4.) How deep should the pool be cut (maximum depth) for my conditions?
Considerations
The spring did not go completely dry over the past two-year drought. (Which was not that severe compared to some historical droughts.) However, the spring was only feeding a very small pond of less than 0.1 acres. Evaporation losses will go up significantly with the new pond.
The more acre-feet of water I place in the design for the deep-water pool, the more I have to shrink my surface acreage to stay within the 15 acre-feet regulatory limit.
Any recommendations or comments would be greatly appreciated.
I have a spring-fed pond site in our pasture that has good clay from 4’ to at least 14’. (Soil probe truck going out next week for deeper samples.) It will be an “excavated” pond. Fortunately, due to the nature of the site - there will be no constraints at all on the depth profile or pond shape. I therefore request help from the PB denizens in designing the optimum depth profile to facilitate management of a LMB-BG pond.
The location is in south-central Kansas. Our state regulations change significantly when your water impoundment exceeds 15 acre-feet. Coincidentally, that is about how much I can afford to excavate – 15 acre-feet = 24,200 cubic yards. [The spoils will be banked just beyond the border of the pond, and then re-covered with saved topsoil.]
The initial pond design is starting with the assumption of approximately 2.0 surface acres. This yields an average depth of 7.5 feet for our design volume of 15 acre-feet.
Questions
1.) Is 10% of the surface area sufficient for a deep water pool? If things got that bad, I would try to set up emergency aeration. Would a significant portion of the fish survive a brutal July & August if they were squeezed into 1/10th of their original space?
2.) Which species drop out first as the oxygen depletes? Which size range of a given species suffers most – big fish or small fish?
3.) Which is preferred for drought insurance, a single deep basin or a narrow channel winding around the pond?
I think a narrow channel the width of a dozer blade with very steep sides would be preferred for normal fish habitat conditions. This would be one more type of “structure” in the lake and would be a deep water retreat for bass hanging out in the brush piles in shallower water. Would dozer slot walls (or even an excavator trench) stay stable over the years if they were below wave depth and were cut into clay?

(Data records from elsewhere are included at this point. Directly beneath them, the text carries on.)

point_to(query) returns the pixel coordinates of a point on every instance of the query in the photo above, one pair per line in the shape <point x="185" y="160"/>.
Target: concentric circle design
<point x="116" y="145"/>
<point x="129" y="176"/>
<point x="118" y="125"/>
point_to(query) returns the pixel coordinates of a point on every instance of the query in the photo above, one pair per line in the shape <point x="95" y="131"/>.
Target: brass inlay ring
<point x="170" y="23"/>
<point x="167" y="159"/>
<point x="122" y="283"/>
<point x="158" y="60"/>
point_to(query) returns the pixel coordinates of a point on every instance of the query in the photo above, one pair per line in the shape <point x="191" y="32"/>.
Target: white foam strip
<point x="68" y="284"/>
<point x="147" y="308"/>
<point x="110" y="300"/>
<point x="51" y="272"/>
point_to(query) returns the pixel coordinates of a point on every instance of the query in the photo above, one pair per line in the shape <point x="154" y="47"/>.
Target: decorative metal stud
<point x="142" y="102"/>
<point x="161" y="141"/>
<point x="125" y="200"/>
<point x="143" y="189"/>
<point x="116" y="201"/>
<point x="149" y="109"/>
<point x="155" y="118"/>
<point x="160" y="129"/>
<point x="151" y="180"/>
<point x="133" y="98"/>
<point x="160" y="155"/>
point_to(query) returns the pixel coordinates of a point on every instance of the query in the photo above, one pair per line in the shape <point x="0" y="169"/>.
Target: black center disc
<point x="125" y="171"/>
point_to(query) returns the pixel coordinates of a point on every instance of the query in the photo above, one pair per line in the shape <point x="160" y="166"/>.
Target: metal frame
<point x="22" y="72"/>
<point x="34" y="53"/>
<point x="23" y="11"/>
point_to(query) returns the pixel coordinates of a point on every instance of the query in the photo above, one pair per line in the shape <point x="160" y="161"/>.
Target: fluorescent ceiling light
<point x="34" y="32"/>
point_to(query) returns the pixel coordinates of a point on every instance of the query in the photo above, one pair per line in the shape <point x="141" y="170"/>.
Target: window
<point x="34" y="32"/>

4.) How deep should the pool be cut (maximum depth) for my conditions?
Considerations
The spring did not go completely dry over the past two-year drought. (Which was not that severe compared to some historical droughts.) However, the spring was only feeding a very small pond of less than 0.1 acres. Evaporation losses will go up significantly with the new pond.
The more acre-feet of water I place in the design for the deep-water pool, the more I have to shrink my surface acreage to stay within the 15 acre-feet regulatory limit.
Any recommendations or comments would be greatly appreciated.